En la actualidad no.

El yo llegaba hasta el límite de allá de cualquier miembro de la familia (y deseablemente a la recíproca), y hasta el producto acabado del trabajo. 

Hoy el yo llega más bien hasta el límite de allá de cualquiera de los 600.000 seguidores que han dado al like en una comunicación que has expuesto en Facebook o en Tweeter. Si se da esa cifra de likes, el así aprobado parece sentir entonces, o así se expresa, que su mundo personal está construido por todos esos que le han aprobado, a los que suelen denominar con expresiones que sugieren que los sienten como a su servicio. En el caso de los que, además, son tenidos por o calificados de influencers da la impresión de que está sucediendo algo muy parecido al clásico y antiguo (y quizá anticuado) fenómeno de las sectas, con proclamación de un líder y casi otorgamiento de carta blanca al elegido para que se conduzca como le dé la gana, fuera de los límites generales impuestos por las costumbres, y no digamos el respeto a los otros, e incluso las leyes en muchos casos. De modo que como soy líder porque mis últimos posts han obtenido más centenares de miles de likes que los de mis rivales, eso me da derecho a proclamar en público con total irresponsabilidad que, por ejemplo, el coronavirus COVID-19 no existe.

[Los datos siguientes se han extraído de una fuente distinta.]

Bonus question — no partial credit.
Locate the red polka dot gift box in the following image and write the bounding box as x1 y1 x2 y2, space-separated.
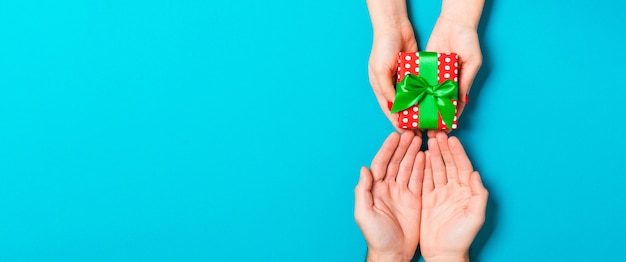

Eso es un problema, entre otros, de demarcación del yo.

Que pone de manifiesto súbitamente que el individuo no percibe, tal como los adolescentes no perciben, que entre sus gustos personales, o sus percepciones, o sus opiniones, y las verdades generales no hay identidad.

Hasta hace poco hubiera bastado con referirse al problema de la adolescencia prolongada, que, casi por definición, era un fenómeno minoritario y de reparación prácticamente universal: y ese recurso retórico al yo en las conversaciones, y la reducción de cualquier materia de discusión a mi yo, a mis gustos, a mis preferencias, y una compresión, se diría, de todo lo del mundo a solamente lo que a mí me importa, se iba quedando atrás con el paso de los años y la maduración. Pero la puesta a disposición de los adolescentes, cuando aún no han superado esa fase problemática, de un amplificador de ese yo hasta límites que nadie había previsto sólo hace dos décadas, amplificador que, no hará falta decirlo, son esas llamadas redes sociales, han modificado el problema: no se suele reducir hoy el mundo al yo, sino que, sencillamente, no se conoce ni se concibe y a veces parece que ni siquiera se imagina que exista un mundo más allá del yo.

Y la confusión entre la acción pública y la acción privada ha recibido, entonces, un alimento inimaginable hace pocos años.